Beginning with the creation of feminine silhouettes, notably dresses and blouses, his first pieces saw success among Paris’ boutiques and abroad.

The press developed an increased interest in his creations as they became more elaborate and began to constitute collections of coordinates in Italian silks and exclusive prints, fine wools and English tweeds and flannels. The French weekly "Jours de France" contributed to his success when it published his work.

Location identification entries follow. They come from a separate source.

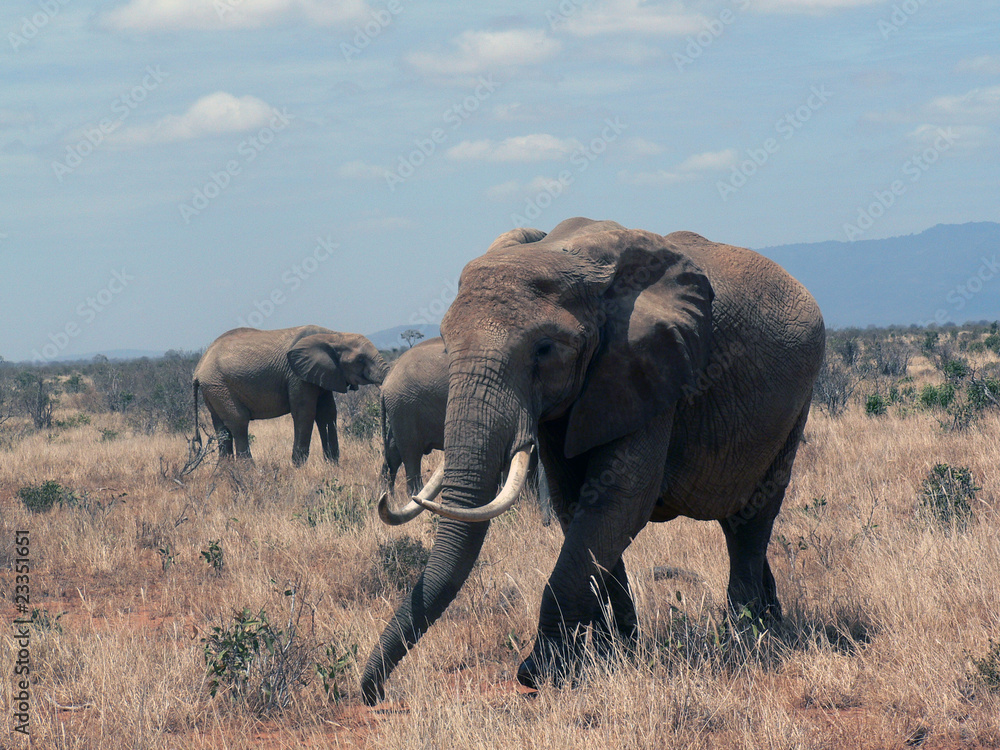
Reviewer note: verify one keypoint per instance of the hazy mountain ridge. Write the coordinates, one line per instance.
(948, 273)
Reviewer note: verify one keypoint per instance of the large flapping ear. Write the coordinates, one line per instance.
(316, 359)
(655, 338)
(520, 236)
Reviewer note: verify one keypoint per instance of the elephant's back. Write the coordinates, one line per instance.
(768, 343)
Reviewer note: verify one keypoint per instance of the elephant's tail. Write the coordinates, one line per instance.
(197, 433)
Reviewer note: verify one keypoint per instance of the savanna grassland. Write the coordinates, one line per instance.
(200, 607)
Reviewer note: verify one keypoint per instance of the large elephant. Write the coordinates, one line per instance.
(414, 396)
(250, 374)
(660, 376)
(414, 400)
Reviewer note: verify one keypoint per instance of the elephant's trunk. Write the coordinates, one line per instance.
(479, 436)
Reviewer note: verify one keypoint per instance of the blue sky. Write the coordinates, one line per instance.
(174, 168)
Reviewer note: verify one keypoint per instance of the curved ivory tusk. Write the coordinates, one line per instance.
(501, 504)
(413, 508)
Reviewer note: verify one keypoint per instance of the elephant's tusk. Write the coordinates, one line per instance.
(516, 479)
(413, 508)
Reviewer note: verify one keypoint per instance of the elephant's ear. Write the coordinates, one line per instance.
(316, 359)
(520, 236)
(656, 338)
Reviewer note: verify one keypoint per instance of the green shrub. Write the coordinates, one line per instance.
(43, 497)
(941, 395)
(256, 663)
(213, 556)
(956, 369)
(947, 494)
(875, 405)
(988, 668)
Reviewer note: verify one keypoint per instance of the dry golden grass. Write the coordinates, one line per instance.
(883, 612)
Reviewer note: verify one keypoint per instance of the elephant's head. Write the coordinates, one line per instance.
(337, 361)
(584, 334)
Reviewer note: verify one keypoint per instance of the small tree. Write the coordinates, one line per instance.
(410, 335)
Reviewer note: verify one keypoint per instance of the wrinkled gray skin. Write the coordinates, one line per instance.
(414, 400)
(661, 376)
(414, 397)
(250, 374)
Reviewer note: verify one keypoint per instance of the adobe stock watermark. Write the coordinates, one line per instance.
(95, 135)
(291, 280)
(913, 168)
(959, 296)
(371, 30)
(786, 127)
(87, 311)
(581, 158)
(900, 16)
(248, 150)
(714, 28)
(33, 24)
(453, 117)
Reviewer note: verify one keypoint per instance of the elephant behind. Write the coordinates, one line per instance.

By 1972, the company had significantly grown, and orders were coming from all over the world. Rather than outsourcing to factories, Léo Marciano decided to build his own production atelier to fulfil orders and control the quality of his product line. In this atelier of over one hundred employees, he created a research space, using machinery to service a manufacturing.

Léo Marciano was granted the "Couture" label by the French Ministry of Industry and Commerce, and became established in the luxury market.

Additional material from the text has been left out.